6.3.3 Toelaatbaarheid
De werken en werkzaamheden, zoals in 6.3.1 bedoeld, zijn slechts toelaatbaar, indien de aanvrager van de omgevingsvergunning aan de hand van nader archeologisch onderzoek kan aantonen dat op de betrokken locatie geen archeologische waarden aanwezig zijn.
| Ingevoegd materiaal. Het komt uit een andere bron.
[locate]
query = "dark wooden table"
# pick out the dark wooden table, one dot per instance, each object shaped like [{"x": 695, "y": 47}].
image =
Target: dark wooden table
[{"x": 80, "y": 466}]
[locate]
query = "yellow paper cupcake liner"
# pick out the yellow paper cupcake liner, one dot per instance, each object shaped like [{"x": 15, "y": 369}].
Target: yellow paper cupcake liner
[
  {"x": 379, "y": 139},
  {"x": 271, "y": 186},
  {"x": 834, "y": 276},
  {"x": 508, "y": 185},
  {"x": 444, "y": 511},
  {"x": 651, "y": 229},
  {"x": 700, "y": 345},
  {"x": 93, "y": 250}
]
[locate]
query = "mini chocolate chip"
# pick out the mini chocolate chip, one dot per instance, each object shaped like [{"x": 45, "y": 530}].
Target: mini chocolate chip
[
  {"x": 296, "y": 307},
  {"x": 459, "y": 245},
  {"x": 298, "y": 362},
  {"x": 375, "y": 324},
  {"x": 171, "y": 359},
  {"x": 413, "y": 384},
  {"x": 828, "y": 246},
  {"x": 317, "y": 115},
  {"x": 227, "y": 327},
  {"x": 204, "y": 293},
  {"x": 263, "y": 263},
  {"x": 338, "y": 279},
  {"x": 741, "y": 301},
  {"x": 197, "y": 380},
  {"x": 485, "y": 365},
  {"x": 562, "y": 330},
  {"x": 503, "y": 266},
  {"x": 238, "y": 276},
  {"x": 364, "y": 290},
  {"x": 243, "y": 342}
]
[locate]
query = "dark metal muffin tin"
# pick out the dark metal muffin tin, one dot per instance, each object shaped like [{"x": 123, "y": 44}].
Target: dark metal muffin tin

Voorts zijn de werken en werkzaamheden toelaatbaar, indien:
de aanvrager van de omgevingsvergunning een rapport heeft overlegd waarin de archeologische waarde van de betrokken locatie naar het oordeel van het bevoegd gezag in voldoende mate is vastgesteld;
de betrokken archeologische waarden, gelet op het onder a bedoelde rapport, door de activiteiten niet worden geschaad of mogelijke schade kan worden voorkomen door aan de omgevingsvergunning regels te verbinden, gericht op:
het treffen van maatregelen, waardoor archeologische resten in de bodem kunnen worden behouden;
het doen van opgravingen;
het begeleiden van de bouwactiviteiten door een archeologische deskundige.
6.4 Wijzigingsbevoegdheid
Burgemeester en wethouders zijn bevoegd het bestemmingsplan te wijzigen door de bestemming 'Waarde - Archeologie' geheel of gedeeltelijk te doen vervallen, indien op basis van archeologisch onderzoek is aangetoond dat op de betrokken locatie geen archeologische waarden (meer) aanwezig zijn.